We can’t control the content other people generate, even if it borrows heavily on our own work (although certain ultra-rich authors might disagree with that). The cost involved in having staff trawl the web for doctored content and then try to fix it would be enormous - and pointless.

So if we accept that we have no control over this unauthorised content, we must ensure that there exists a definitive set of our ‘official’ content. If a Wikipedia article on a famous painting in your collection is wrong, that’s clearly not great. You can try policing all of those articles wherever they crop up but it’s probably easier to paint numbers onto waves. Better to provide tools that enable wikis and others to link back to your site - where you can provide your definitive guide to the work. You can’t really do much more than tell users where your opinion is held - and protect that site like a fortress!

Case in point - on a previous blog I wanted to include an image from a major institution’s collection, clearly mark it as their copyright and provide a link back into their online collection. But it turns out I can’t do that without emailing them, waiting for a response and possibly even paying them. I simply don’t have time for that, and of course there are lots of similar (free) images around. Result: they lost a link and free publicity.

We can’t stop people taking our content and doing what they want with it. And so the easier we make it for users to legitimately use or reference our content - in a way that you can control e.g. an object widget that users can embed in their own pages - the more likely they are to do so. A great commercial example of this is the iTunes Music Store. Why pay for a song that is wrapped up in DRM when you can ‘borrow’ one from peer-to-peer networks? Well, using those networks can be difficult (I am told) you have no guarantees as to the quality of the content you are accessing, download times vary, connections often drop… and the result is that Apple sell billions of songs a year. In this case - for the majority of users - it’s more work to break the law than to follow it.

So be as open as you can with your content but know where to draw the line. And User Generated Content? Well it has a place - although personally I’m not that interested in what Bernard from Skipton-Under-Lyme thinks of Marriage a la Mode - provided there is no confusion between users’ opinions and the curatorial one.

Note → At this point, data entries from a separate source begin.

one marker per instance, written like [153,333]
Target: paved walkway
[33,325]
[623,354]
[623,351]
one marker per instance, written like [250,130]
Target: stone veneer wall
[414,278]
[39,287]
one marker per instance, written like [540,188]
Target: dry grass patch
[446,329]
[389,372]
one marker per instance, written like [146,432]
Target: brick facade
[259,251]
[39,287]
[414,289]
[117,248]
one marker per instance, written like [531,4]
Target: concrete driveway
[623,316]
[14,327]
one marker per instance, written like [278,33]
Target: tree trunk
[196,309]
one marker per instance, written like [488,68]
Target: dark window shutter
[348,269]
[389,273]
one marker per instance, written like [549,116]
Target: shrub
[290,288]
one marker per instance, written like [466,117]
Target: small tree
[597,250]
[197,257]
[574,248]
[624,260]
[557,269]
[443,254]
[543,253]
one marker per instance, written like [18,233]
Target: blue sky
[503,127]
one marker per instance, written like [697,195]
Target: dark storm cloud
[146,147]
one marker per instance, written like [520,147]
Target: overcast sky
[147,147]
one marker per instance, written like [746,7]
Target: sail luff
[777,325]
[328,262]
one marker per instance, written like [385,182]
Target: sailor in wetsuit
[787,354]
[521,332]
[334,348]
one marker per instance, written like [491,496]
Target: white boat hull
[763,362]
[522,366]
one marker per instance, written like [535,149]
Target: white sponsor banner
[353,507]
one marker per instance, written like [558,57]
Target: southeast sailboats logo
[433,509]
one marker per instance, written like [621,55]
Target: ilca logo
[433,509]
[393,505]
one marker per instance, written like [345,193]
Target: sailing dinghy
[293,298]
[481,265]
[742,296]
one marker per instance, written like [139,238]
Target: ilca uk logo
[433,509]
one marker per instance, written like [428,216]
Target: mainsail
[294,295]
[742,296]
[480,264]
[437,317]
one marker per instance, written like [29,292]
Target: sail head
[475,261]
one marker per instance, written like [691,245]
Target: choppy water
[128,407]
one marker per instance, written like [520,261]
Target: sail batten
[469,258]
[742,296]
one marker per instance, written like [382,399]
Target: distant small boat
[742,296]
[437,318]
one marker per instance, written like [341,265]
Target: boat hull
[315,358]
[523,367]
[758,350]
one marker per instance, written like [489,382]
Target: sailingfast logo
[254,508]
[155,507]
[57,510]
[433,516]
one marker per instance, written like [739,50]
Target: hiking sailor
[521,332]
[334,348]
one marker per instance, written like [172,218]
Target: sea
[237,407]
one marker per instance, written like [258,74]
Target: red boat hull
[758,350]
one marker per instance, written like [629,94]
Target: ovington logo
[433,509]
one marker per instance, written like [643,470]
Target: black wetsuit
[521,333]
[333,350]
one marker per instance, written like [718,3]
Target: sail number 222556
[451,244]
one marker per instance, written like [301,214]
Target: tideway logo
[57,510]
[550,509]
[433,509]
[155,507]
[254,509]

Rather than harvesting individual opinions it is perhaps more interesting to find out what society in general thinks of art - or as large a section of it as you can canvas. With that in mind do have a look at Brooklyn Museum’s forthcoming exhibition, Click! in which they are creating a public-curated gallery based on online submissions and voting. Anyone can vote; the process is simple, effective and quite eye opening. It could be a triumph, it could be a disaster - but it’s a fascinating experiment and one which I will watch with interest.

And he takes another breath at last!